A z kim Piotr Paluch chciałby się spotkać w finałowej batalii? - Mówiąc szczerze jest mi obojętne, kto będzie naszym rywalem. Logistycznie bliżej nam na pewno do Torunia. I może rzeczywiście nieco bardziej chciałbym pojechać w finale z Unibaksem. Doceniamy klasę drużyn z Torunia i Tarnowa, ale w najważniejszych meczach sezonu pojedziemy po złoto - zapowiada szkoleniowiec Stali.
Piotr Paluch ma też nadzieję, że szybko wszyscy zapomną o skandalu, do którego doszło w niedzielę w Toruniu. - Bardzo źle się stało, że doszło do takich wydarzeń. Sędzia na pewno popełnił błąd, ale każdy jest tylko człowiekiem i ma prawo do pomyłek.
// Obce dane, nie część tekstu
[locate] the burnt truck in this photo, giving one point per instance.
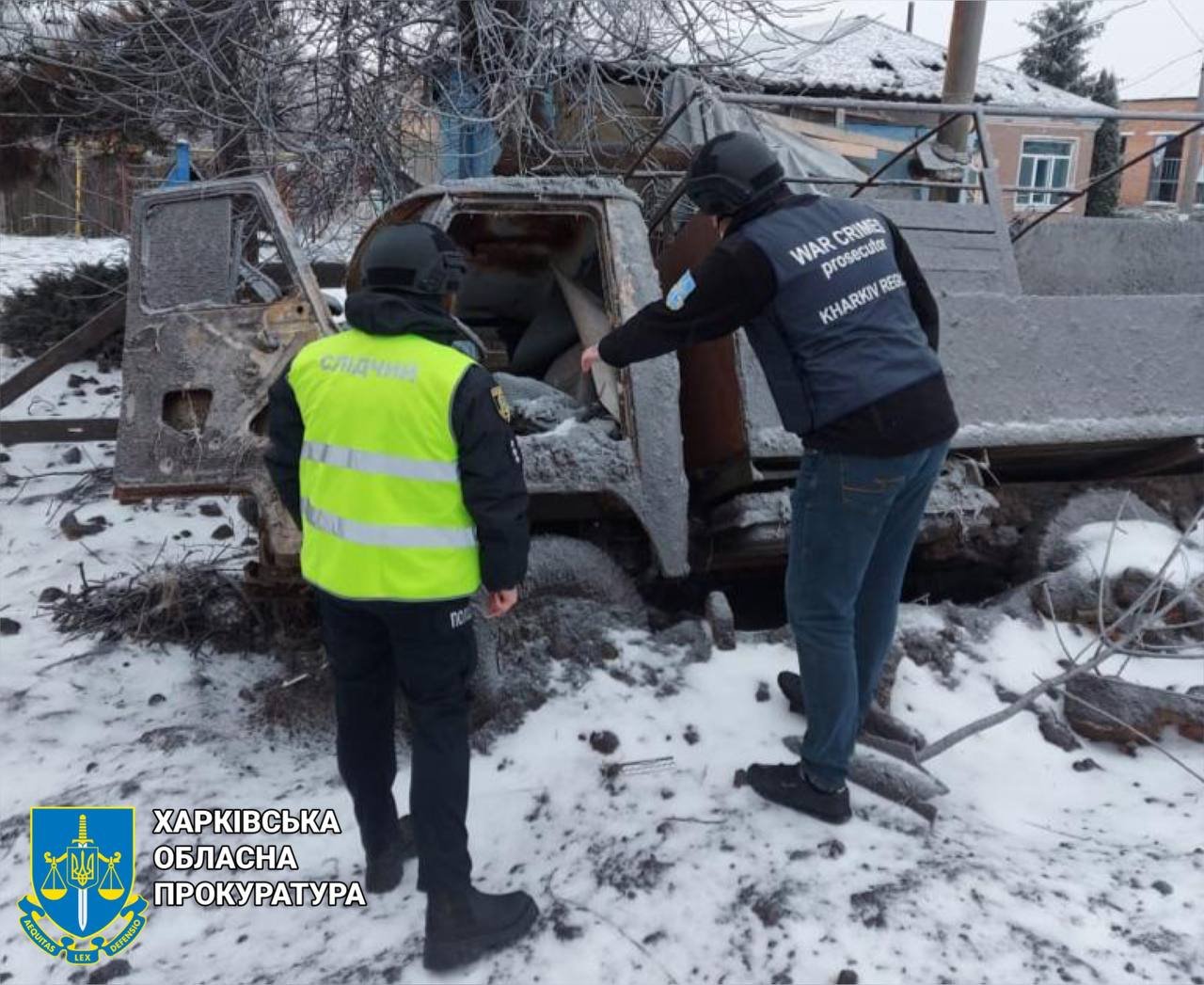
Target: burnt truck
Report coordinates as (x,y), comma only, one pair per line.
(1062,366)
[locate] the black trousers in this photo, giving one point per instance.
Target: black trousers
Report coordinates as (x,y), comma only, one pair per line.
(429,650)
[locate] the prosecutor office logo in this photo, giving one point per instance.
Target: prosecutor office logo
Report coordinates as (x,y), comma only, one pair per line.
(81,899)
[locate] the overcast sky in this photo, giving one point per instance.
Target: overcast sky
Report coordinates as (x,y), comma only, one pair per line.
(1149,40)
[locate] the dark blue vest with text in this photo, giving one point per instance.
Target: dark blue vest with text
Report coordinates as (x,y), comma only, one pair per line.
(841,332)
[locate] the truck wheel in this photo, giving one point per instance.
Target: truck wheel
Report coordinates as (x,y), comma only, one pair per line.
(573,592)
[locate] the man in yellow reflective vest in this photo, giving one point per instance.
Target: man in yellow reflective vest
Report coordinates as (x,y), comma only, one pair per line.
(392,451)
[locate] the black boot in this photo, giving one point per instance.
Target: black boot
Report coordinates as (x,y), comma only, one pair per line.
(786,784)
(791,685)
(383,869)
(463,925)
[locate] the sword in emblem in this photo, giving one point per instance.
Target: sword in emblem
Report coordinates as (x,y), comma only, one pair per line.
(83,869)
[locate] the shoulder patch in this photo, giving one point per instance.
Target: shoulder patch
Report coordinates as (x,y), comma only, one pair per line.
(503,408)
(679,292)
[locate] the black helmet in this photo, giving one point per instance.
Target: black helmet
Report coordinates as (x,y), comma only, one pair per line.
(413,258)
(731,172)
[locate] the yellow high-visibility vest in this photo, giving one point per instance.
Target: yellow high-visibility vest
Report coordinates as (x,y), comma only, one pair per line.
(383,515)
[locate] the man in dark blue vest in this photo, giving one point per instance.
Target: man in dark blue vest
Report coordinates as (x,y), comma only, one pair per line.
(846,330)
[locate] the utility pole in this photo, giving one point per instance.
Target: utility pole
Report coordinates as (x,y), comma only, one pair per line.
(1191,167)
(961,73)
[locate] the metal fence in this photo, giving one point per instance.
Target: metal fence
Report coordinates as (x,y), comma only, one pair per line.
(87,195)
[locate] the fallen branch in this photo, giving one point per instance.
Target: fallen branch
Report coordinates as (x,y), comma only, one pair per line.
(1135,731)
(1105,646)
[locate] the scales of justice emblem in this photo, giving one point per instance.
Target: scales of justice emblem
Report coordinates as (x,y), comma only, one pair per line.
(81,869)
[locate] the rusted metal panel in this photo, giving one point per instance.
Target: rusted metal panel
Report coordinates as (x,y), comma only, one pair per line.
(961,247)
(198,362)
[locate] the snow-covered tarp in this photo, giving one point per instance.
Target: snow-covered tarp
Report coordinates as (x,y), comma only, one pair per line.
(708,117)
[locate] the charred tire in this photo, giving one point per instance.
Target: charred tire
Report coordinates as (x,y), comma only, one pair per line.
(560,568)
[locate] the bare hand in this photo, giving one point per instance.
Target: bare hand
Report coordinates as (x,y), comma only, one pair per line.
(589,357)
(501,602)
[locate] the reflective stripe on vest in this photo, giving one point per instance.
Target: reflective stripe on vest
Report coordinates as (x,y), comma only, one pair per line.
(382,534)
(383,515)
(383,465)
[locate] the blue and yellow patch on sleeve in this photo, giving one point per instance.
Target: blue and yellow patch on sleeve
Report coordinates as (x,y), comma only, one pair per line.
(679,292)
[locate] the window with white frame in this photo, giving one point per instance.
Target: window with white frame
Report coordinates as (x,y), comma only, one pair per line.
(1044,164)
(1164,167)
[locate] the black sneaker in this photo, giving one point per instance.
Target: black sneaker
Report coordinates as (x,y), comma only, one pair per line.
(464,925)
(791,687)
(786,786)
(383,869)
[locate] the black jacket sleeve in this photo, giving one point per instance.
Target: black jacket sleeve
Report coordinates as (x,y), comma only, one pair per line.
(491,480)
(923,301)
(286,433)
(732,284)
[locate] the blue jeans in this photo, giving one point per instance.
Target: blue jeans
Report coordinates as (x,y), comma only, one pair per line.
(854,524)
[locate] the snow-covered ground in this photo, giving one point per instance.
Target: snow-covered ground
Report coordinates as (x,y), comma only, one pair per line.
(23,257)
(1035,871)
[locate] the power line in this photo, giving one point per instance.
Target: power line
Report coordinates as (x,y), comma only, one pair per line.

Ciekawe, co robił w parkingu kierownik zespołu z Tarnowa. Właśnie on powinien wykazać się znajomością przepisów w takiej sytuacji. Mam jednak nadzieję, że szybko wszyscy zapomną o tym przykrym wydarzeniu i żużel będzie kojarzony już za parę dni wyłącznie ze sportową rywalizacją - zakończył Piotr Paluch.
Jak Bartek?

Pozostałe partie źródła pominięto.